In 2009, he left television to become a businessman. He ran his travel agency, in which he served high-ranking officials of the country such as the former mayor of Miraflores District, Lima, Luis Molina. He also stood out for participating in events with the police, according to Víctor Zanabria, for some years. Since then, he has had very few appearances as a comedian, such as his participation in El gran show in 2015, in which he again parodied charismatic characters such as Luz Clarita and Yola Polastri.

Between 2014 and 2024, he hosted her show Porque hoy es sábado con Andrés. In the year it closed, Hurtado claimed that the show generated monthly revenues of between 10,000 and 300,000 soles thanks to sponsors.
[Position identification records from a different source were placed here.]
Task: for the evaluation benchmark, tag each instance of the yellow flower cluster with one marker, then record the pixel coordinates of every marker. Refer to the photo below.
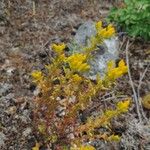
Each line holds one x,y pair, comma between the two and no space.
114,138
37,75
123,106
77,62
83,147
58,48
114,73
76,78
104,33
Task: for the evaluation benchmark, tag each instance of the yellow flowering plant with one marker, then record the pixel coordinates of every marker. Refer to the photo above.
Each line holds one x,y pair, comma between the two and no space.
65,91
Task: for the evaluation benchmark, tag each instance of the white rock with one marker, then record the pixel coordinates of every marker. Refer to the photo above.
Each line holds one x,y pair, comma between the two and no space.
102,55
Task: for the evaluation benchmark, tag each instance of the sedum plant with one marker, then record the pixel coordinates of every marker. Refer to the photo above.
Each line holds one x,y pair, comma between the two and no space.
65,91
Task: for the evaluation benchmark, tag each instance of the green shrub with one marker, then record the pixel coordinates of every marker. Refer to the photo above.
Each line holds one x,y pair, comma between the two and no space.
133,17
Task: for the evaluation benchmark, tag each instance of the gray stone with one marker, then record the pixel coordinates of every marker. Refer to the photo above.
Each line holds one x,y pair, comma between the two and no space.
101,56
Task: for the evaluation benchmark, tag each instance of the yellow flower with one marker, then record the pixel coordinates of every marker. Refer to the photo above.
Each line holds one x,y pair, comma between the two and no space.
87,147
123,106
36,147
122,66
98,25
76,78
114,73
58,48
114,138
37,75
77,62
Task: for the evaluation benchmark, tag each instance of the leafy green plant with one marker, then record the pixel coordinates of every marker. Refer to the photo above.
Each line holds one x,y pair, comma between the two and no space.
65,91
133,17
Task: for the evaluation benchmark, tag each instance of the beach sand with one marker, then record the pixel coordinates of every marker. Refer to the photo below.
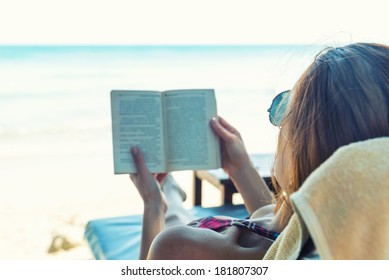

In 2023, he appeared in the reality show “La casa de Magaly” on the Magaly TV show. In a controversial episode, he carried out acts of transphobia against Etza Reátegui by demanding that she be called by the name on her national identity document and not by the one she has chosen.

In 2019, he married Puerto Rican singer La India.

== Controversies ==

=== Chibolín case ===
In 2024, Hurtado was involved in a judicial scandal involving the Siucho family. One of the family members, Ana Siucho Neira (wife of footballer Edison Flores), accused him of influence peddling on the program Beto a saber. Siucho Neira also accused him of mediating the payment of one million dollars in bribes together with the money laundering prosecutor, Elizabeth Peralta, who was investigated for her ties to the Cuellos Blancos. As a result, the Judiciary issued an order preventing Hurtado and the prosecutor from leaving the country for 15 days. In September 2024, the Prosecutor's Office declared the judicial case of Hurtado and those close to him "complex". It announced that two simultaneous investigations would be carried out for eight months related to money laundering. Days later, the Judiciary authorized Hurtado to be in preventive detention for 18 months.

==== Other problems with justice ====
In July 2015, Hurtado was accused of defrauding a couple of businessmen of USD 185,000 to create the Chibolín and Josetty Circus. The following month, the Public Ministry filed the complaint against Hurtado.

=== Dissemination of alleged treatment against COVID-19 ===
In April 2020, Hurtado spread on his television program and through his social networks that water with vinegar and lemon eliminated the virus from the throat. Days later, the presenter apologized due to a confusion when it was wrongly interpreted as a treatment for throat infection and not against COVID-19.